— Человек в жизни своей не имел ни семьи, ни жены, ни открытой любовницы, ни закадычного друга.
Он и на многолетний роман с Виардо смотрел как на доказательство «тряпичности» натуры своего приятеля.
Не прощал он ему тогда и его петербургских великосветских связей, того, что тот водился с разными высокопоставленными господами из высшего «монда». Могу довольно точно привести текст рассказа Писемского за обедом у него, чрезвычайно характерный для них обоих. Обедал я у Писемского запросто. Сидели только, кроме хозяина, жена его и два мальчика-гимназиста.
Тургенев приглашал его к себе провести вечер.
«Пришел и Огарев (тогда только что отпущенный за границу), а хозяин вскоре скрылся. Он извинился перед нами, что ему надо непременно куда-то ехать в «монд», и обещал пробыть не больше как с час, много полтора. Остались мы вдвоем с Огаревым. Я его тогда в первый раз видел. Парень душевный… Человек подал нам водки и закуски. Мы с ним опорожнили графинчик и спросили второй. И оба мы распалились на Ивана Сергеевича за такое его малодушие: пригласил приятелей, а сам полетел к какой-нибудь кислой фрейлине читать рассказ. Сидим час, другой, спросили и третий графинчик. Звонок. Но вместо самого Тургенева является какой-то великосветский барин в звании камер-юнкера (кажется, это был Маркевич — тогда еще приятель Тургенева) в белом галстуке и во фраке. Мы его спрашиваем: пьете водку? Он отказался и стушевался минут через пять, увидев, на каких ребят он наскочил. И только в час ночи возвращается Тургенев и начинает извиняться. Вот мы его тогда с Огаревым и принялись валять в два жгута. А он только просит прощения. И меня сильно хмельного привез домой и довел до передней».

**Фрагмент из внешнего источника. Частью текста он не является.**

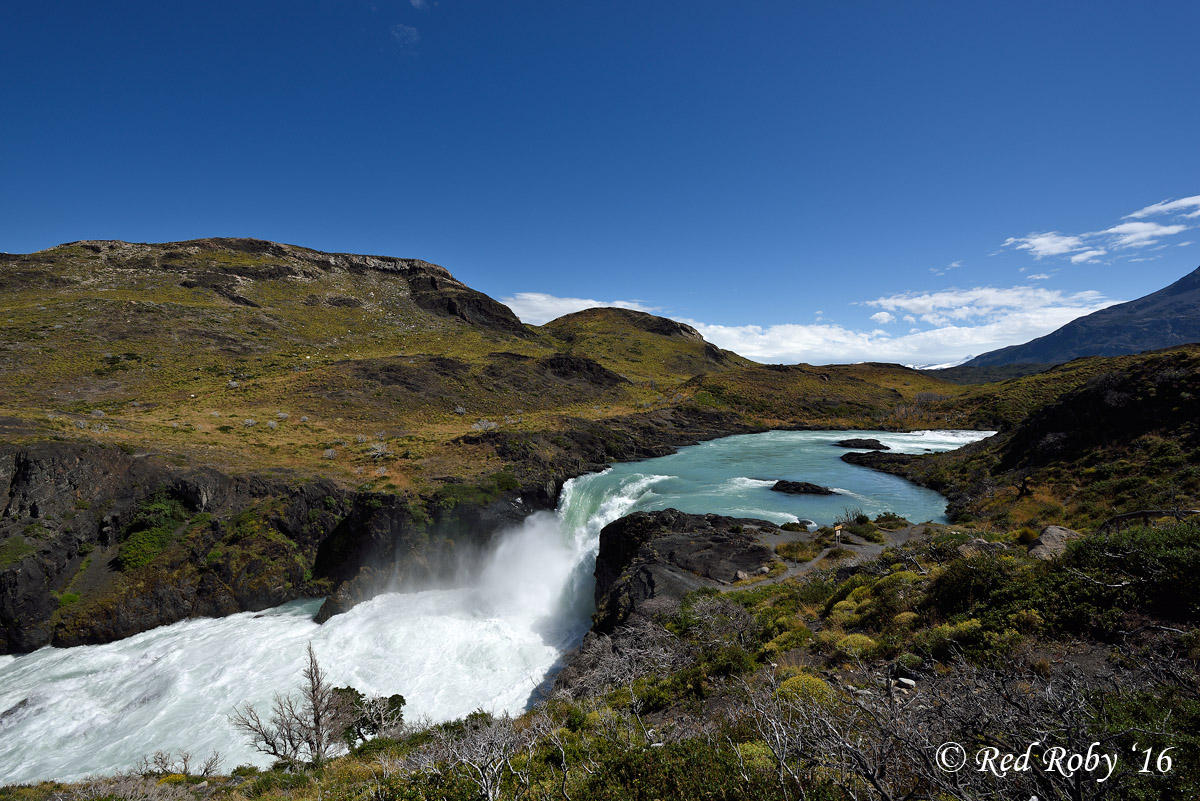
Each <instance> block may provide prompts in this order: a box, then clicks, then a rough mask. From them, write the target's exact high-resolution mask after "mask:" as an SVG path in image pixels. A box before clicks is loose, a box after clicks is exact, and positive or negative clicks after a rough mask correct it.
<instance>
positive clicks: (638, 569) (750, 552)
mask: <svg viewBox="0 0 1200 801" xmlns="http://www.w3.org/2000/svg"><path fill="white" fill-rule="evenodd" d="M775 528H776V526H775V524H774V523H768V522H766V520H754V519H746V518H733V517H724V516H720V514H686V513H684V512H680V511H678V510H673V508H668V510H665V511H661V512H635V513H632V514H629V516H626V517H623V518H622V519H619V520H617V522H614V523H610V524H608V525H606V526H605V528H604V529H602V530H601V531H600V550H599V553H598V554H596V570H595V577H596V589H595V601H596V613H595V616H594V618H593V622H594V625H593V631H595V632H601V633H610V632H612V631H613V628H616V627H617V626H619V625H620V624H623V622H624V621H625V620H626V619H628V618H629V616H630V615H631V614H634V613H636V612H637V610H638V609H640V608H641V607H642V604H644V603H646V602H647V601H649V600H652V598H670V600H674V601H678V600H680V598H683V596H684V595H686V594H688V592H691V591H692V590H696V589H700V588H703V586H720V585H721V584H730V583H732V582H734V580H737V576H738V572H743V573H756V572H760V571H761V568H762V567H764V566H769V565H770V564H773V562H775V561H778V560H776V558H775V554H774V553H773V552H772V550H770V548H768V547H766V546H763V544H761V543H760V542H758V541H757V540H756V538H755V536H754V534H752V531H755V530H758V529H775Z"/></svg>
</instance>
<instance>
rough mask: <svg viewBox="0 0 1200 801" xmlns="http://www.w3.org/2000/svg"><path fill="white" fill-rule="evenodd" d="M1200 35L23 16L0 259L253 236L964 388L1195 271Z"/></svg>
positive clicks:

— Да, папа, — остановил Писемского его старший сын Паша (впоследствии профессор Московского университета), — ты был сильно, выпивши, и Тургенев внес сам в руках твои калоши. Ты их растерял на лестнице.
Тургеневу он не прощал и приятельства с таким «лодырем» (так он называл его), как Болеслав Маркевич — тогда еще не романист, а камер-юнкер, светский декламатор и актер-любитель, стяжавший себе громкую известность за роль Чацкого в великосветском спектакле в доме Белосельских, где он играл с Верой Самойловой в роли Софьи.
— Не водитесь вы с ним! — упрашивал он и меня. — Наверно вытянет у вас сто рублей без отдачи… а то хоть и беленькую. Я его не принимаю, а ежели он нахально станет клянчить — я ему говорю: «Для вас нет у меня денег».
И каждый раз Писемский прибавлял:
— А Иван Сергеевич водит приятельство с такой дрянью! Мое знакомство с великолепным «Болеславом» вышло вот каким образом в первую же зиму. Он жил на одной квартире с неким Казначеевым, бывшим чиновником при графе Закревском в Москве, как и Маркович. А Казначее-ва я знал через семейство князей Дондуковых.
Маркевич пожелал меня «шармировать», стал рассказывать про свои светские связи и приятельство с «Иваном Сергеевичем», прохаживаясь насчет его бесхарактерности и беспринципности. Между прочим, он мне изобразил в лицах (он был большой краснобай), как Тургенев во дворце у Елены Павловны на рауте сначала ругательски ругал весь этот высший монд; а когда одна великая княгиня сказала ему несколько любезностей, то «весь растаял». Этим рассказом я воспользовался впоследствии в романе «Жертва вечерняя», где у меня является некий Балдевич, очень смахивающий на Марковича. Тогда Тургенев его уже отстранил от своей особы, и реакционный романист мстил ему за это всю жизнь.
Водил он близкое приятельство с графом В.Соллогубом, которого я застал в Петербурге одного в меблированной квартире в доме Воронина, в Фонарном переулке за чтением вслух моей драмы «Ребенок». Сидел тут Маркович, и Соллогуб заставил его докончить чтение. А когда мы шли от Соллогуба вдвоем, то Маркович всю дорогу сплетничал на него, возмущался: какую тот ведет безобразную жизнь, как он на днях проиграл ему у себя большую сумму в палки и не мог заплатить и навязывал ему же какую-то немку, актрису Михайловского театра. Я сам не мог и тогда понять — как И.С.Тургенев водит приятельство с таким индивидом и позволяет ему играть в великосветском обществе роль присяжного чтеца его произведений? Писемский был сто раз прав в своих грубых, но справедливых разносах.